Road Ends
Megan Cartwright is the glue that holds her family together. At twenty-one, she’s never ventured outside the small isolated town of Struan, in northern Ontario, Canada; instead, she keeps house for her parents and six brothers. Cleaning, cooking, diapering, packing children off to school, supervising homework, and running a household is exhausting but also fulfilling.
Megan knows she can do more, though, and she leaves her family behind to start her own life across the pond in England. Her arrival is anything but smooth: 1969 London is loud, colorful, and completely alien to naïve and sheltered Megan. Her journey toward self-knowledge and independence is paralleled by the increasing chaos back at the Cartwright household. Without Megan, the school-age boys get in trouble; Megan’s favorite, little Adam, doesn’t always get fed or bathed; her mother Emily, has another baby and rarely leaves her room. Her bank-manager father, Edward, becomes increasingly querulous and is forced to confront his own past without Megan there to protect him from getting involved with the day-to-day matters of the family. Her college-graduate brother, Tom, drives the town snowplow while brooding over the death of a friend.

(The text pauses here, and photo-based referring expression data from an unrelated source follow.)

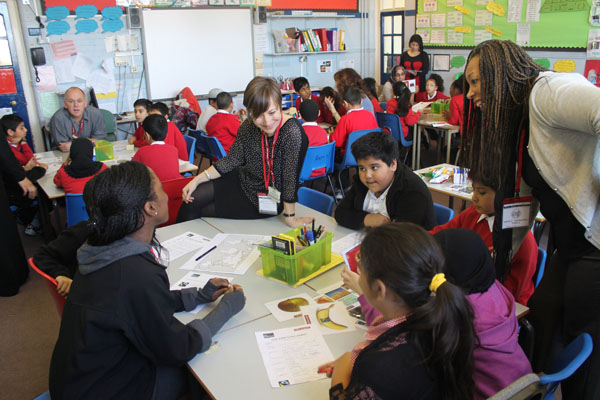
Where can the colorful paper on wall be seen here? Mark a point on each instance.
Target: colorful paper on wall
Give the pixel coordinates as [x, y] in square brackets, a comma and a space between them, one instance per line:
[63, 49]
[564, 66]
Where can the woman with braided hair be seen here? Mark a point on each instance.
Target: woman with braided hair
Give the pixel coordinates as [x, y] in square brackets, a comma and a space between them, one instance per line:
[537, 133]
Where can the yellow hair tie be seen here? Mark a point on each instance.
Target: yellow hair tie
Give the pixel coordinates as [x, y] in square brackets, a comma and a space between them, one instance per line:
[436, 282]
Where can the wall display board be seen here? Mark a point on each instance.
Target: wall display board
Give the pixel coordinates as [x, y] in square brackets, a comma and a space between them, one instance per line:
[530, 23]
[181, 50]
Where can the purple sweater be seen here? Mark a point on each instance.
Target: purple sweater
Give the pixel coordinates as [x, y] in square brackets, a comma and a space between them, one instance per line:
[499, 360]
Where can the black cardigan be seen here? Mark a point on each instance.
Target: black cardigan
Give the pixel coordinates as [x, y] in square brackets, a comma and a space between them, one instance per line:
[408, 200]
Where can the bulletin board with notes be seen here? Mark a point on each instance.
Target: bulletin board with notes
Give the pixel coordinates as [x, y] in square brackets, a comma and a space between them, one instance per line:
[530, 23]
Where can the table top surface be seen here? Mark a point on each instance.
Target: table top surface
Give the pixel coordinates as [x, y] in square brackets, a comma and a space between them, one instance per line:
[235, 356]
[121, 154]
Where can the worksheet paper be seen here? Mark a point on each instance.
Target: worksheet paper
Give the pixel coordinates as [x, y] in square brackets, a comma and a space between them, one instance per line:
[233, 254]
[293, 355]
[197, 280]
[184, 243]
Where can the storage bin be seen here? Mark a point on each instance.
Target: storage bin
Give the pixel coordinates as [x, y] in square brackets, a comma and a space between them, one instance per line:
[291, 269]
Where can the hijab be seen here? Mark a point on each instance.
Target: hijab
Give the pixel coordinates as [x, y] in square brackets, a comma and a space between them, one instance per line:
[82, 163]
[468, 261]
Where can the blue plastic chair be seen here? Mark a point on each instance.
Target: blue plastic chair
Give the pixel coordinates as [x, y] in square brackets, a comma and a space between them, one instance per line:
[318, 157]
[539, 270]
[391, 122]
[349, 160]
[215, 147]
[567, 363]
[316, 200]
[76, 211]
[201, 144]
[191, 146]
[442, 214]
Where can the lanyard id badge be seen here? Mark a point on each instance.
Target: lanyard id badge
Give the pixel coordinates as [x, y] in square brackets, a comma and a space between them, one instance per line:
[266, 205]
[515, 210]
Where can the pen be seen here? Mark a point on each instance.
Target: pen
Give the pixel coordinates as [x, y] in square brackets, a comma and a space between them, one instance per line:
[205, 253]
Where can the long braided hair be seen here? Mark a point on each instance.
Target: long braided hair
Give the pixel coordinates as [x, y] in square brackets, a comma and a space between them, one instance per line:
[491, 131]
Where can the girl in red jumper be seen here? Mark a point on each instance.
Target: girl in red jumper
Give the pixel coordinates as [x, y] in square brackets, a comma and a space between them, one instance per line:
[400, 105]
[433, 90]
[79, 168]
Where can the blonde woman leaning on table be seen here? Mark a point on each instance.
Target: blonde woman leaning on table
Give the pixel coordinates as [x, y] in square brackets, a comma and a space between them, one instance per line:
[259, 176]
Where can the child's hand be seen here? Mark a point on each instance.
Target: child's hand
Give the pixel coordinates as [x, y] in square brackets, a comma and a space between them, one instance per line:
[351, 279]
[375, 220]
[64, 285]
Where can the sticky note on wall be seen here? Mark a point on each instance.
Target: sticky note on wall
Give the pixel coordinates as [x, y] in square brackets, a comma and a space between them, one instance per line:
[564, 66]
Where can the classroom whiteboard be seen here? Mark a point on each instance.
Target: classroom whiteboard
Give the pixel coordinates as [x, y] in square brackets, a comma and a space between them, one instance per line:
[198, 48]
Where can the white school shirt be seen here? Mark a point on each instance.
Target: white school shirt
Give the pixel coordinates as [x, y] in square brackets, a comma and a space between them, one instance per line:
[376, 205]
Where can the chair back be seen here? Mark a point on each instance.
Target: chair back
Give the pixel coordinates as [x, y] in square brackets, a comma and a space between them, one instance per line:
[173, 190]
[75, 208]
[539, 269]
[442, 214]
[51, 284]
[391, 122]
[191, 146]
[110, 122]
[316, 200]
[318, 157]
[568, 361]
[216, 148]
[527, 387]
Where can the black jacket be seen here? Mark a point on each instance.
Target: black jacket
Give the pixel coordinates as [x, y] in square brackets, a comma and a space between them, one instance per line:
[408, 200]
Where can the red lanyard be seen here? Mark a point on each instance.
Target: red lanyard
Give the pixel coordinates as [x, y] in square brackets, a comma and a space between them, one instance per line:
[80, 128]
[520, 164]
[268, 161]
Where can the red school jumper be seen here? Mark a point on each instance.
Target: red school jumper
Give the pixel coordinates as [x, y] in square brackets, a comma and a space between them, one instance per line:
[408, 120]
[224, 127]
[316, 137]
[318, 100]
[162, 158]
[70, 184]
[523, 265]
[22, 152]
[354, 120]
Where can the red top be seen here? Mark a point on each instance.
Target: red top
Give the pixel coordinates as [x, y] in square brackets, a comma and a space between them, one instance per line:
[224, 127]
[70, 184]
[456, 107]
[162, 158]
[140, 139]
[422, 96]
[523, 265]
[318, 100]
[376, 105]
[175, 138]
[316, 137]
[22, 152]
[354, 120]
[408, 120]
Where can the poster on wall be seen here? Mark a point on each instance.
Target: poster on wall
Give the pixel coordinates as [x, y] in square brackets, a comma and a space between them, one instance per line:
[592, 71]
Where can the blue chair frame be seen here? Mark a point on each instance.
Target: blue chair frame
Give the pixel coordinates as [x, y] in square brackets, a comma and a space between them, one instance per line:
[443, 214]
[191, 146]
[568, 361]
[541, 266]
[316, 200]
[318, 157]
[201, 144]
[76, 211]
[391, 122]
[349, 160]
[215, 147]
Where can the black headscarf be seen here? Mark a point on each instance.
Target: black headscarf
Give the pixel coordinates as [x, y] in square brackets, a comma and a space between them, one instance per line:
[82, 159]
[468, 261]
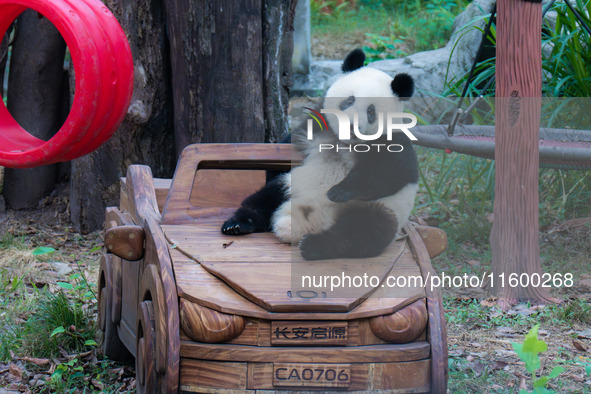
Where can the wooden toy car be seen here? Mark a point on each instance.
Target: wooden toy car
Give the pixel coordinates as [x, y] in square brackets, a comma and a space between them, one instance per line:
[204, 312]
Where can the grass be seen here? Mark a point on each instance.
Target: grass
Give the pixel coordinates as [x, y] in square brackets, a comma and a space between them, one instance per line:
[386, 29]
[51, 320]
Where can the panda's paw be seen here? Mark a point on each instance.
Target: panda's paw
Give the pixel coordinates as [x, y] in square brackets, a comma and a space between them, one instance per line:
[314, 247]
[339, 194]
[235, 227]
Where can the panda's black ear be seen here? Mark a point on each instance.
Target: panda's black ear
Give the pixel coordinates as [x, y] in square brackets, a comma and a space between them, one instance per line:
[353, 61]
[403, 86]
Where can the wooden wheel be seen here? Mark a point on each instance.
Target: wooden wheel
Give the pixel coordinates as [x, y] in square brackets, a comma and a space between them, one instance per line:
[113, 348]
[147, 379]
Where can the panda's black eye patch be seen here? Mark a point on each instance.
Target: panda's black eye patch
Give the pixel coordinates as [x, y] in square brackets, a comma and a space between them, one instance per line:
[346, 103]
[371, 114]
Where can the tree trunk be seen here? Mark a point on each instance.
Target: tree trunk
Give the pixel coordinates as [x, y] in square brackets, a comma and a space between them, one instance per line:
[231, 65]
[227, 73]
[146, 136]
[514, 237]
[34, 100]
[4, 41]
[278, 27]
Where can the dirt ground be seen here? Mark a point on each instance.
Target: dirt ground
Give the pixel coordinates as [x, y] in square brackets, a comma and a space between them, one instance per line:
[479, 344]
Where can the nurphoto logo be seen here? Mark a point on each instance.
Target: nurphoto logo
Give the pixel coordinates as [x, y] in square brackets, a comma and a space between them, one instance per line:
[394, 122]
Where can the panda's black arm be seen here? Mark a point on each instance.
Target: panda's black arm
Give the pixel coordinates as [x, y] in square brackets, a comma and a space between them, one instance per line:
[255, 212]
[377, 174]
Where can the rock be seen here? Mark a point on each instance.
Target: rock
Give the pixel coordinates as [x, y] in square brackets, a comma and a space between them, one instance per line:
[431, 69]
[61, 269]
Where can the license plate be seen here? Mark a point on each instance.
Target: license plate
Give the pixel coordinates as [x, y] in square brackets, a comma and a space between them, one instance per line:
[311, 375]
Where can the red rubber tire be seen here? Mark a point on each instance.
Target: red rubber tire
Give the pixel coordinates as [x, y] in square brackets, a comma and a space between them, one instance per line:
[104, 81]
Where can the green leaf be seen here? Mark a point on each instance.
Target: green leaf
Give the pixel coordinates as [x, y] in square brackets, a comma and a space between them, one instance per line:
[57, 330]
[43, 250]
[529, 350]
[556, 371]
[541, 382]
[65, 285]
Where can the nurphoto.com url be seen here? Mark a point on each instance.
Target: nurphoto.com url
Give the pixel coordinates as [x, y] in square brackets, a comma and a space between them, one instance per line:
[344, 281]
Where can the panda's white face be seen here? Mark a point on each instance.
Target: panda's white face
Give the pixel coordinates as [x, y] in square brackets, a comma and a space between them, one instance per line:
[365, 93]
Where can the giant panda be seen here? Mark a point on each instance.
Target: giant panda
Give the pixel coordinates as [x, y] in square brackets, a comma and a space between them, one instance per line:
[341, 204]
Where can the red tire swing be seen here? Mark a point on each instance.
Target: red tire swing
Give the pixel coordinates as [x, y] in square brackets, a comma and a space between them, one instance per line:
[104, 82]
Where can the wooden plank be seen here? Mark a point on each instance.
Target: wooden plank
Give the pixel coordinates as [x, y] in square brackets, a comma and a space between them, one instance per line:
[198, 285]
[309, 333]
[230, 156]
[196, 374]
[305, 376]
[141, 194]
[128, 337]
[437, 333]
[224, 188]
[240, 263]
[260, 377]
[402, 377]
[161, 187]
[130, 270]
[350, 354]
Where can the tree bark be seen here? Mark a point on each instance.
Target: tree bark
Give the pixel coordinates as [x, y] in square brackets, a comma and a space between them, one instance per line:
[231, 69]
[145, 136]
[278, 30]
[34, 100]
[514, 237]
[4, 41]
[223, 75]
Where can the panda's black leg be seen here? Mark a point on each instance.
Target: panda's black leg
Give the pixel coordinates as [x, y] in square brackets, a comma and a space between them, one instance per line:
[254, 214]
[361, 231]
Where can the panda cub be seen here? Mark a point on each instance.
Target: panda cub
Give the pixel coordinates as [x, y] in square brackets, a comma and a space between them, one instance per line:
[342, 203]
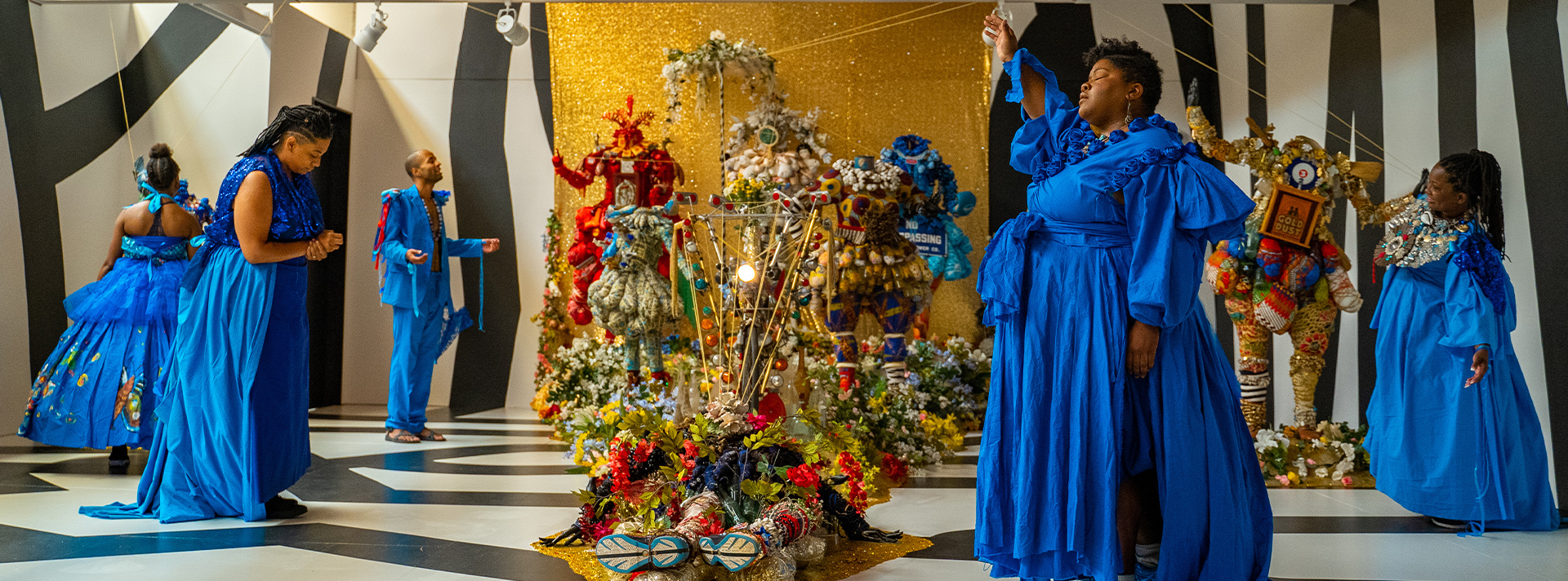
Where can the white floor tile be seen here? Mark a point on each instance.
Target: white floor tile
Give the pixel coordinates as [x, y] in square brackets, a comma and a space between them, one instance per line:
[925, 511]
[1333, 503]
[229, 564]
[504, 414]
[511, 526]
[1404, 558]
[47, 458]
[947, 470]
[513, 459]
[402, 480]
[431, 425]
[333, 445]
[57, 512]
[906, 569]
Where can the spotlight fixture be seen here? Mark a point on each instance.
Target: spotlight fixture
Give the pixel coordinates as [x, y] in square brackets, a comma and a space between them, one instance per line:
[509, 27]
[372, 32]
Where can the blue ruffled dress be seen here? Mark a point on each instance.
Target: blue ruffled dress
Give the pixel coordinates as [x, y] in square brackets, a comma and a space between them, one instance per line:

Chapters are told from the voices of Megan, Edward, and Tom, and the different perspectives reveal individuals, a family, a town, and indeed a world, at a crossroads. There’s some embracing of that opportunity to grow and change, but the main response is fear, and resistance. Reconciling with the past and actively seeking a more functional future is difficult, especially when it comes to figuring out how, and whether, to do the “right” thing. The geography and late 1960s culture of rural Canada are well rendered against the vibrancy of London; Lawson’s insight into her characters is strong, drawing the reader in to this riveting coming of age story.